Pero hubo un hombre, quizá uno solo, «Funes el memorioso», al que la ficción de Borges le otorgó un aparente privilegio, el de recordar con precisión de geómetra todo cuanto ha sido: «Más recuerdos tengo yo solo que los que habrán tenido todos los hombres desde que el mundo es mundo. /…/ Mi memoria, señor, es como vaciadero de basuras». Aunque en una aproximación torpe a la figura de Funes pueda pensarse que es una figura omnímoda y cuasidivina, lo cierto es que probablemente el personaje representa la estupidez humana, porque, como bien indica Borges, «pensar es olvidar diferencias, generalizar, abstraer. En el abarrotado mundo de Funes no había sino detalles casi inmediatos».
Pues bien, Funes existe y se llama Internet. Internet no olvida. Pero hay una gran diferencia con Funes y es que mientras éste sólo percibía y almacenaba hechos acaecidos y empíricamente demostrables, Internet alberga además falacias y mentiras por doquier. Pero tampoco está todo en la red, para aquellos que llevan perdidos en ella hace algunos años.

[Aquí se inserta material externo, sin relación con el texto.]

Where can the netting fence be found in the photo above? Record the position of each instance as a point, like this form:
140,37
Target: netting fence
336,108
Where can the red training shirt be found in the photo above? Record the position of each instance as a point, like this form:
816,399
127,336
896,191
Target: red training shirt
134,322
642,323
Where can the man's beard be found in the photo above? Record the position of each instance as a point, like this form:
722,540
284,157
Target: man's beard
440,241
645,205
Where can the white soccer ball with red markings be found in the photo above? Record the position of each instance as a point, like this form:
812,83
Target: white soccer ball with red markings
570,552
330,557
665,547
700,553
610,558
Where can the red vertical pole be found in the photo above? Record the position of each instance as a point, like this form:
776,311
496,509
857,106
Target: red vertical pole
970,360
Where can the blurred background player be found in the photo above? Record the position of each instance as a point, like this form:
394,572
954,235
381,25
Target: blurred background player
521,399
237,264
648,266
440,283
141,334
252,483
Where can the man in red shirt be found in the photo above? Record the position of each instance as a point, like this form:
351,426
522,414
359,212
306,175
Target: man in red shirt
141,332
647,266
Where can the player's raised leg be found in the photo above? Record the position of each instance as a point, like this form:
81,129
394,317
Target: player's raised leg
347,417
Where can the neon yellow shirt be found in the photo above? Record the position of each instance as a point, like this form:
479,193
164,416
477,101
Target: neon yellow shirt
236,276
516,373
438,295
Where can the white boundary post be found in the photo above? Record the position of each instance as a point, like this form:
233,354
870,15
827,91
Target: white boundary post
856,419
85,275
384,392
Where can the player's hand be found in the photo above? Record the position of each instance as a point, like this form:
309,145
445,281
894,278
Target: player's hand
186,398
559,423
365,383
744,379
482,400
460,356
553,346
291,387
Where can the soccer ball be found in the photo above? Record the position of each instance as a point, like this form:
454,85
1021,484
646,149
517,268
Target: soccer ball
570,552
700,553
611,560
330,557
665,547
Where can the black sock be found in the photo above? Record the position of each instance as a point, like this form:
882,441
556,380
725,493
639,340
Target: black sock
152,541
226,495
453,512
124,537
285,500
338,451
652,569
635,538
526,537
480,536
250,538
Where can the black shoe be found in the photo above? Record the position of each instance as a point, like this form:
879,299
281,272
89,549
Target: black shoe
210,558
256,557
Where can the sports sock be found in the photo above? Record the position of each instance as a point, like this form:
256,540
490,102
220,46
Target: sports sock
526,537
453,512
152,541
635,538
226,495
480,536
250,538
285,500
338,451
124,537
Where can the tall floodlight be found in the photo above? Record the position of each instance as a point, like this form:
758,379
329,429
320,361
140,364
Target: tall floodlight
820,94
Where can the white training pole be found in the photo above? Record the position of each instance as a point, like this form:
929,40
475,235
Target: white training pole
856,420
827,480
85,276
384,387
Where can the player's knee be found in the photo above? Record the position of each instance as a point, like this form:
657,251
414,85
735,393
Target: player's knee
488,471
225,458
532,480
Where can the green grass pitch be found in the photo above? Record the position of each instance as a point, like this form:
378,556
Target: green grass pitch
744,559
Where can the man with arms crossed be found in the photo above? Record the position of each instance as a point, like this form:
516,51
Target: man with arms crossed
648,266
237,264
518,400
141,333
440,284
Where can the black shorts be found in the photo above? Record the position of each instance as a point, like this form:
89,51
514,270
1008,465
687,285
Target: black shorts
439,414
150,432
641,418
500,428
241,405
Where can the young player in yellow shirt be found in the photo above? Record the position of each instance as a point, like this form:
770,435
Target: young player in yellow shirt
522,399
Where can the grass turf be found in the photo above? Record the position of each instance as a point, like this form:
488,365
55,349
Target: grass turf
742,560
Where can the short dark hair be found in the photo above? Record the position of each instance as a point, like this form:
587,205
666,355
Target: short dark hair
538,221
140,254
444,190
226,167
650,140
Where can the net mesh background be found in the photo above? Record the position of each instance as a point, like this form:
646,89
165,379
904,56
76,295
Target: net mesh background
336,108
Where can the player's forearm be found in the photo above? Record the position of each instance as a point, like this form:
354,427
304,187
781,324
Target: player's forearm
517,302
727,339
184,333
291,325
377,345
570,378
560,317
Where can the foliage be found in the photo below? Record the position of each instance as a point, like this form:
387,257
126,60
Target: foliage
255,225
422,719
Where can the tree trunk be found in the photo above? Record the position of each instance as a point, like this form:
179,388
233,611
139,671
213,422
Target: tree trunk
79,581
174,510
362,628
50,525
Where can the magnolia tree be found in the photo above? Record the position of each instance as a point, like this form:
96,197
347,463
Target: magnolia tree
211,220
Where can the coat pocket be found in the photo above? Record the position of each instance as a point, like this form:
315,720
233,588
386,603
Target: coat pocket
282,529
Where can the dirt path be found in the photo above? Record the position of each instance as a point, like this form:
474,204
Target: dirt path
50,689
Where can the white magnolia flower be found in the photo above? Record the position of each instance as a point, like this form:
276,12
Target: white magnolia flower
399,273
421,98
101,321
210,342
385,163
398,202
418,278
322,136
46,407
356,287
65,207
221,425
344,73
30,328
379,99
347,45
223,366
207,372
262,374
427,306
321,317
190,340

Funes llegó a planificar dos grandes proyectos: un vocabulario infinito para la serie natural de los números y un inútil catálogo mental de todas las imágenes del recuerdo. «Lo disuadieron dos consideraciones: la conciencia de que la tarea era interminable, la conciencia de que era inútil. Pensó que en la hora de la muerte no habría acabado aún de clasificar todos los recuerdos de la niñez».

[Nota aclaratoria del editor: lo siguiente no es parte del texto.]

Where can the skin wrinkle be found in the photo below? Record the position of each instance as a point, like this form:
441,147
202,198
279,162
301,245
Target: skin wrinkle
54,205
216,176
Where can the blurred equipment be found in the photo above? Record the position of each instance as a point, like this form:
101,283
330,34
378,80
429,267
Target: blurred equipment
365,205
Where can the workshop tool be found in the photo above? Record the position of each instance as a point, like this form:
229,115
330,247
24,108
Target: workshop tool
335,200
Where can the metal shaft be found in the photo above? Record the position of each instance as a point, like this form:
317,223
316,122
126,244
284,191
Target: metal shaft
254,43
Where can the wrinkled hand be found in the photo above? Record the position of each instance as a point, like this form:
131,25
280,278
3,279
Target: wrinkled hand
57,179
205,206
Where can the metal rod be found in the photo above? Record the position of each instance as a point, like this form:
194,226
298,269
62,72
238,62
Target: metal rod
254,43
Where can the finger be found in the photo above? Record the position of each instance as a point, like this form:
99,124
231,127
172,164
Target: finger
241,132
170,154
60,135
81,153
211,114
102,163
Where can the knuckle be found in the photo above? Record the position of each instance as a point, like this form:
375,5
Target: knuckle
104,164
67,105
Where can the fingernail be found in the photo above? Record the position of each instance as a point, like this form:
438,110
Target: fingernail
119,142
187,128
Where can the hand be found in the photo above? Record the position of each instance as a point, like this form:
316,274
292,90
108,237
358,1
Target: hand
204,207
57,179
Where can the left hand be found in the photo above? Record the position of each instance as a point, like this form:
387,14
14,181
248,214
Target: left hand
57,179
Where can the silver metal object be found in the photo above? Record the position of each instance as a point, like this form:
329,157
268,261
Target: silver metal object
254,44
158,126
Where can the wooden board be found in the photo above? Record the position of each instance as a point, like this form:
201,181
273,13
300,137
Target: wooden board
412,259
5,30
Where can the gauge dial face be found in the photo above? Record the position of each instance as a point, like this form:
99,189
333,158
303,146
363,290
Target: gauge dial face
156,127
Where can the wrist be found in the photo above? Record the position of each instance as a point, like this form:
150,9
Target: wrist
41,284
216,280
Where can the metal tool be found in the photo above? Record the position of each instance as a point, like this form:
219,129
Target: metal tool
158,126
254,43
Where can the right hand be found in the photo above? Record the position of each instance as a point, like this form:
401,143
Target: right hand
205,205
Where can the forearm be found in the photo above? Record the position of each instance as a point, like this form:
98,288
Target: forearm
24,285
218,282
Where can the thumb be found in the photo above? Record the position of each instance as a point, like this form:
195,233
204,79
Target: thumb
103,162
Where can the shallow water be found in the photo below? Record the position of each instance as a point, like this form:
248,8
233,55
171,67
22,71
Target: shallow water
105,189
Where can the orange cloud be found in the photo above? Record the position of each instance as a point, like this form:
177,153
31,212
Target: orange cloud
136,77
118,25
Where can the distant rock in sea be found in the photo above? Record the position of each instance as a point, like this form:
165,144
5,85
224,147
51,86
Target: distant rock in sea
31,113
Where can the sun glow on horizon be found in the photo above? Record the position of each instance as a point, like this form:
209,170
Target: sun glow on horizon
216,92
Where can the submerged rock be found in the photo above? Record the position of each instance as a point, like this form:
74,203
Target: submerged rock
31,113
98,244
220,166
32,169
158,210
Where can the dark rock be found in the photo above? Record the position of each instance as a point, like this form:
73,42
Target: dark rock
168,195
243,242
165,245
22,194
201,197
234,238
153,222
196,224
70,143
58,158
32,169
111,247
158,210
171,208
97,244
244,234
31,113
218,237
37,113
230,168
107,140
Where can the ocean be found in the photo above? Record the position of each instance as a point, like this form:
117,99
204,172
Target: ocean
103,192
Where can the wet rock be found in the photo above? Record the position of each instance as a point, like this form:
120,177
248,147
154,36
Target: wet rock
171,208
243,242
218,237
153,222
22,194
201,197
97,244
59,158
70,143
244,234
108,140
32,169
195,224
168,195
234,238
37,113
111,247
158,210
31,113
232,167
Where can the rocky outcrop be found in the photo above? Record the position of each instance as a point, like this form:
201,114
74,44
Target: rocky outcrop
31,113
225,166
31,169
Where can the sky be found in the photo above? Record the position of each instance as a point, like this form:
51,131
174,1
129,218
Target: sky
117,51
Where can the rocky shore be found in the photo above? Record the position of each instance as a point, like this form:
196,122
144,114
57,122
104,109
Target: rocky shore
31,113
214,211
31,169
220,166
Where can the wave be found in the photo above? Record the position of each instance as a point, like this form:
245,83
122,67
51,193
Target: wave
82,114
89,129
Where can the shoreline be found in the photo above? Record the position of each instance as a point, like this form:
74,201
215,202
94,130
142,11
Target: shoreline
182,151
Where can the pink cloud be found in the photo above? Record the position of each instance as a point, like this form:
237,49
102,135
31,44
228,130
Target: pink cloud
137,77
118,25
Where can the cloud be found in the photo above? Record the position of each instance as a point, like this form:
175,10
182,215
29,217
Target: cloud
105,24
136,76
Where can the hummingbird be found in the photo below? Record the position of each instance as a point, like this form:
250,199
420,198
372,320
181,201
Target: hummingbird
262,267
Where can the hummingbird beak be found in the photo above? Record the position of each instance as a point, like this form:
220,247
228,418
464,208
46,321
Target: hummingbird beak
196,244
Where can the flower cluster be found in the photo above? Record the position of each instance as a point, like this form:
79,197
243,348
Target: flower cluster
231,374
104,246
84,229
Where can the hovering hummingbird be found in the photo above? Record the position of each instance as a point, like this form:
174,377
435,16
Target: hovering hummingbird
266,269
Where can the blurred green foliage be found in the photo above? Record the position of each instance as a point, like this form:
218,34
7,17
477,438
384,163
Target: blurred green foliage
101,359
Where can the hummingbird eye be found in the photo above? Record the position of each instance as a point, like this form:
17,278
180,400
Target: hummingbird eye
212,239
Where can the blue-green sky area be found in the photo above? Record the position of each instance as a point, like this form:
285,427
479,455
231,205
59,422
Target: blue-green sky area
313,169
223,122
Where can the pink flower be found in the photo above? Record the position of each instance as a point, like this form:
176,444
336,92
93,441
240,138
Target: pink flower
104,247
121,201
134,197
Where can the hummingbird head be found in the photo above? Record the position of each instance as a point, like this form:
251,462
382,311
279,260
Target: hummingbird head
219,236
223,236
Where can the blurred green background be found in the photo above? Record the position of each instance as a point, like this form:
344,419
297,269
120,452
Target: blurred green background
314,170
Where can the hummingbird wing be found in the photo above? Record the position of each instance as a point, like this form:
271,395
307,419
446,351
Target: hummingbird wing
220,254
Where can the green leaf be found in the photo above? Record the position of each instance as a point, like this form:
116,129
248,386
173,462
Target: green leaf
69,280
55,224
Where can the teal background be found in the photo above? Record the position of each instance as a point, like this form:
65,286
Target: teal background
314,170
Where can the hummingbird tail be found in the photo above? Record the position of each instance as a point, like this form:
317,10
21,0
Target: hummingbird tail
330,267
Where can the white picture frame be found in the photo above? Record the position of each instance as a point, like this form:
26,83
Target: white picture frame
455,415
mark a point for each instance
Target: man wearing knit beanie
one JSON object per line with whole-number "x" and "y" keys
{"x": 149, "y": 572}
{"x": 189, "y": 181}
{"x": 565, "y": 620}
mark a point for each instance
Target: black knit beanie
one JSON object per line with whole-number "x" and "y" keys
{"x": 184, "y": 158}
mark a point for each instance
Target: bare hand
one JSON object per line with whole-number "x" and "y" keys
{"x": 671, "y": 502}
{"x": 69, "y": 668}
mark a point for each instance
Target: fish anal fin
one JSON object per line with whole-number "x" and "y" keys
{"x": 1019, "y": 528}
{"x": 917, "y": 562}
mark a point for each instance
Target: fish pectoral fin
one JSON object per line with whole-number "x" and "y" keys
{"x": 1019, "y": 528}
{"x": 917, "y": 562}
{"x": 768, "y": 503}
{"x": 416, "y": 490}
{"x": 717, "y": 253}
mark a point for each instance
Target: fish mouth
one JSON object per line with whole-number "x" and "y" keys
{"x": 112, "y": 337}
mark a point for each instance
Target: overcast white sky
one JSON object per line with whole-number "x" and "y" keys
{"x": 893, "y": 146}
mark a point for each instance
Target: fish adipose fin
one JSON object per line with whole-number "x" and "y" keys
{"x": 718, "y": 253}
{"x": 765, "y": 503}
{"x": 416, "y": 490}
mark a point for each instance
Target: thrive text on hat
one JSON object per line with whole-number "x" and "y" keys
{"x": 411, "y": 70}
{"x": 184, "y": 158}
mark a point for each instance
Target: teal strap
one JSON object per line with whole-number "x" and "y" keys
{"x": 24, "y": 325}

Hemos de descartar por imposible que en la red se imponga el orden alguna vez, pues la inmediatez ha venido para quedarse, con todas las ventajas pero también con todos sus inconvenientes, quizá el más importante la falta de veracidad de muchas informaciones y el perjuicio que ello puede causar. El siglo XXI ha de ser el siglo de la propiedad, la privacidad y la diversidad. Y, como época de privacidad, también ha de ser el siglo en el que se respete el derecho al olvido, porque, quién lo habría dicho, descontando ególatras, también tenemos derecho a que se olviden de nosotros como manifestación absoluta de nuestra libertad incondicional.
El conocimiento fragmentario y la imposibilidad de aprehender reflexivamente todo ese patrimonio es la pandemia del mundo moderno. El ciudadano del nuevo milenio se ha convertido en un espectador pasivo aseteado a cada segundo con noticias, informes, análisis, sin posibilidad de construir metódicamente un pensamiento mínimo.
Quizá por esa misma razón, como cada vez el hombre es más reacio a elaborar grandes abstracciones intelectuales, busca acomodo en el gregarismo más vulgar, seleccionando aquellas noticias e informaciones que mejor sirven al espíritu de la colmena que ha escogido. Es el salvavidas en un mundo ensordecido por un griterío insustancial. El hombre moderno «arrastra consigo una enorme masa de guijarros de indigesto saber que en ocasiones hacen en sus tripas un ruido sordo» (Nietzsche). Y cada vez suenan más esas piedras.